A digital modulation format was developed based on the following design rules:
These principles were used in a digital IR transmission system of which a simplified
block diagram is given in Fig. 1. Data is encoded in high frequency bursts of variable
length. A 10 MHz burst is emitted by a one of the lasers for every 'one' bit while the
length of the burst is adjusted so as to keep the magnitude constant of the converted
burst detected by the stationary section. This results in a minimum power consumption of
the mobile section.
A continuous timing signal transmitted by LEDs from the stationary section to the mobile section has a frequency of either 62.5, 104.2 or 312.5 kHz. Toggling between these odd harmonics enables information to be transmitted to the mobile section. In the present prototype the sampling rate and the burst length are regulated. The large frequency difference between the back (max. 312.5 kHz) and forth (10 MHz bursts) going signals prevents interference problems. Synchronized detection (lock-in detection) can be performed on the high-frequency bursts received by the stationary section since the 10 MHz signal during the bursts tracks with the master clock in the stationary section. The prototype of the mobile section was equipped with three independent optical receiver/transmitter units, covering a solid angle of approx. 0.5 sr. All three receivers are permanently on. The position of the stationary section relative to the mobile section can be deduced from the differences in magnitude of the output signals from the three receivers. This makes it possible to emit in the appropriate direction by transmitting only with the LASER aimed in the optimal direction.

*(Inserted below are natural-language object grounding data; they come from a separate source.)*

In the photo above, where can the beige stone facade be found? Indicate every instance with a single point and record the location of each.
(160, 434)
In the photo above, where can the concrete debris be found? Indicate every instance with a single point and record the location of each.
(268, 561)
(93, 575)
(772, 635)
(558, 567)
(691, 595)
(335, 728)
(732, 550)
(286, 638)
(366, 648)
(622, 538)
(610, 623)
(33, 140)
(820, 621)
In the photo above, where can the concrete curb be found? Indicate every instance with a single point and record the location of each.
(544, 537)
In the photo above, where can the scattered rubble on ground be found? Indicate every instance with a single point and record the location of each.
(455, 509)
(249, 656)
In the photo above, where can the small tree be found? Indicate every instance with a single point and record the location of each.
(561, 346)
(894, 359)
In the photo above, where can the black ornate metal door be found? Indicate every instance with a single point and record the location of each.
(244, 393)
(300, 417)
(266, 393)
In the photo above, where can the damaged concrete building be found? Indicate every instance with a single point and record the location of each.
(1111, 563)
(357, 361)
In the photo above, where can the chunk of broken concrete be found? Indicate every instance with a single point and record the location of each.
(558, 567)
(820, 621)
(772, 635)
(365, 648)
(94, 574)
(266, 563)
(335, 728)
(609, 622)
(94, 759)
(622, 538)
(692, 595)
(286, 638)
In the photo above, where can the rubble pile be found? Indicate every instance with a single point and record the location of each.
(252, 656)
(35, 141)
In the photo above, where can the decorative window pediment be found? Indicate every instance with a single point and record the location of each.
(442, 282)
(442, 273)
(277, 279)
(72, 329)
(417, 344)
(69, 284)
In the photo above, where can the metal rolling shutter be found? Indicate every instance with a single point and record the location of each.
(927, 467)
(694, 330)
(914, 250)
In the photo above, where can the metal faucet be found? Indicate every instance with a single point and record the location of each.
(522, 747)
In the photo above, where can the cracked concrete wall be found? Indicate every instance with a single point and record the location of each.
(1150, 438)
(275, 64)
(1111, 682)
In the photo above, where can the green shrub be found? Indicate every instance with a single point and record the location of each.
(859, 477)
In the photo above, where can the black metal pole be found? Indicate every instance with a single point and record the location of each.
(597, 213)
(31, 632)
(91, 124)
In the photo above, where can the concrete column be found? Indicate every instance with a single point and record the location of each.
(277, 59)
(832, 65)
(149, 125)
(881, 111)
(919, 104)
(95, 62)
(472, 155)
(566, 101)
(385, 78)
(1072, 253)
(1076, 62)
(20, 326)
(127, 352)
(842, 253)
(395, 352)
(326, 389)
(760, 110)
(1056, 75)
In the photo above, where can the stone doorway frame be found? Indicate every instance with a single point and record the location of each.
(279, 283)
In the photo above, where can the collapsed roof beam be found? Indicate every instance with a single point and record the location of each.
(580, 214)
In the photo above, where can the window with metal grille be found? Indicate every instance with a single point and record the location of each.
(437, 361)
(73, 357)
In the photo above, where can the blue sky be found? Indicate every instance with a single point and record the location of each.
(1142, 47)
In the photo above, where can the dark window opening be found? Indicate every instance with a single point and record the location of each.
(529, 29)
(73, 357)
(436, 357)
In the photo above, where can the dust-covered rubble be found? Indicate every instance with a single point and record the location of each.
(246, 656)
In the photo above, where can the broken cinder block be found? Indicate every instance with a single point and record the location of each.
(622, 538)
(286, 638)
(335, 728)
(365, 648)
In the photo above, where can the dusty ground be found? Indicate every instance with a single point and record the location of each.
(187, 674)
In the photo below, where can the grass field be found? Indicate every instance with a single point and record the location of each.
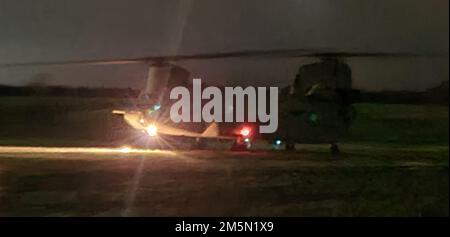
(394, 163)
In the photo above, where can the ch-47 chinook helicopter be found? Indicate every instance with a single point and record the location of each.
(317, 109)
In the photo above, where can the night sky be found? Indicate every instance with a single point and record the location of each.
(52, 30)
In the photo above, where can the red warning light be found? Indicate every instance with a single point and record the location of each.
(245, 132)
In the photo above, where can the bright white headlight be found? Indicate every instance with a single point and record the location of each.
(152, 130)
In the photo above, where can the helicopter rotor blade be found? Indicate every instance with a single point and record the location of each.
(273, 53)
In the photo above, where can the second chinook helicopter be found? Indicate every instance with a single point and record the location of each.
(317, 108)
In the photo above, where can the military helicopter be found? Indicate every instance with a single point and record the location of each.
(316, 109)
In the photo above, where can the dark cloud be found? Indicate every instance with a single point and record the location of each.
(49, 30)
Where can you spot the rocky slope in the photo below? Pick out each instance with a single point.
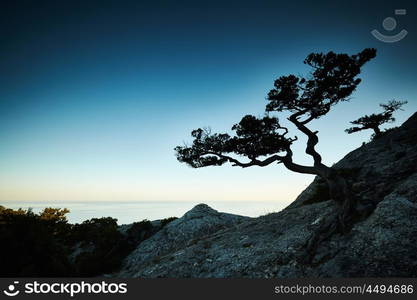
(383, 173)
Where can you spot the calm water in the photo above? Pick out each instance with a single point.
(128, 212)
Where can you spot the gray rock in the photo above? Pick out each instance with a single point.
(206, 243)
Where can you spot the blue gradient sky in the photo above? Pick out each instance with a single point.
(94, 96)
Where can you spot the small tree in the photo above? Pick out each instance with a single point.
(264, 141)
(375, 120)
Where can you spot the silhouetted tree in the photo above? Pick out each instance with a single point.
(375, 120)
(264, 141)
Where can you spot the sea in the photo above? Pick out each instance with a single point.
(127, 212)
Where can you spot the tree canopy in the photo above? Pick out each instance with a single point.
(263, 140)
(373, 121)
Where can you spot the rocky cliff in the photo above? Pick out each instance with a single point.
(383, 173)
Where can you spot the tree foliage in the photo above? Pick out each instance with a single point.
(264, 140)
(374, 121)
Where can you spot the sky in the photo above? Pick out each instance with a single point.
(95, 95)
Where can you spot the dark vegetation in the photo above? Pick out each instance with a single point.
(264, 140)
(46, 245)
(374, 121)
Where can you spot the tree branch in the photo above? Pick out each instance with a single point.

The infrared transmission link was applied in a prototype 16-channel EEG recording system. The EEG signals are amplified, time-multiplexed and digitized by a 12-bit A/D converter. Solid state laser diodes with an optical output power of 20 mW are used as optical transmitters in the mobile section. The output of each of the lasers covers a solid angle of approx. 0.2 sr. The mobile section is powered by a single 6 V sealed lead-acid battery with a capacity of 1.2 Ah. The maximum continuous operating time is approx. 10 hours at the maximum distance of 5 meters between the mobile section and the stationary section. In the stationary section, the received 10 MHz bursts are mixed with a 10 MHz clock signal and integrated. The output signal of the integrator is the recovered bit stream from the A/D converter. Control words are transmitted with the data-stream to check if the optical output power of the mobile section should be increased or decreased by altering the lengths of the bursts. The signal to the mobile section is transmitted by 6 infrared LEDs with a combined output power of 60 mW. With this prototype a 16 channel EEG signal could be transmitted as long as the receiver of the stationary section stayed within the direct view of one of the three lasers in the mobile section.
The prototype showed that infrared transmission could form an alternative for RF transmission in biomedical telemetry systems. However, with three laser emitters in the mobile section only a solid angle of approx. 0.5 sr could be covered which did not give the patient sufficient freedom of movement. A clinical useable system should be equipped with a larger number of lasers and receivers in order to cover at least a half hemisphere (about ten of the current lasers would be needed). We intend to achieve this in a future prototype with a further integration of components.
 A. C. MettingVanRijn, A. Peper and C. A. Grimbergen, "The isolation mode rejection ratio in bioelectric amplifiers," IEEE Trans. Biomed. Eng., vol. 38, pp. 1154-1157, 1991.
 A. C. MettingVanRijn, A. P. Kuiper, A. C. Linnenbank and C. A. Grimbergen, "Patient isolation in multichannel bioelectric recordings by digital transmission through a single optical fiber," IEEE Trans. Biomed. Eng., vol. 40, pp. 302-308, 1993.
Fig. 1 Block diagram of the infrared telemetry system. A synchronization signal is transmitted from the stationary to the mobile section while 10 MHz burst signals are transmitted from the mobile to the stationary section.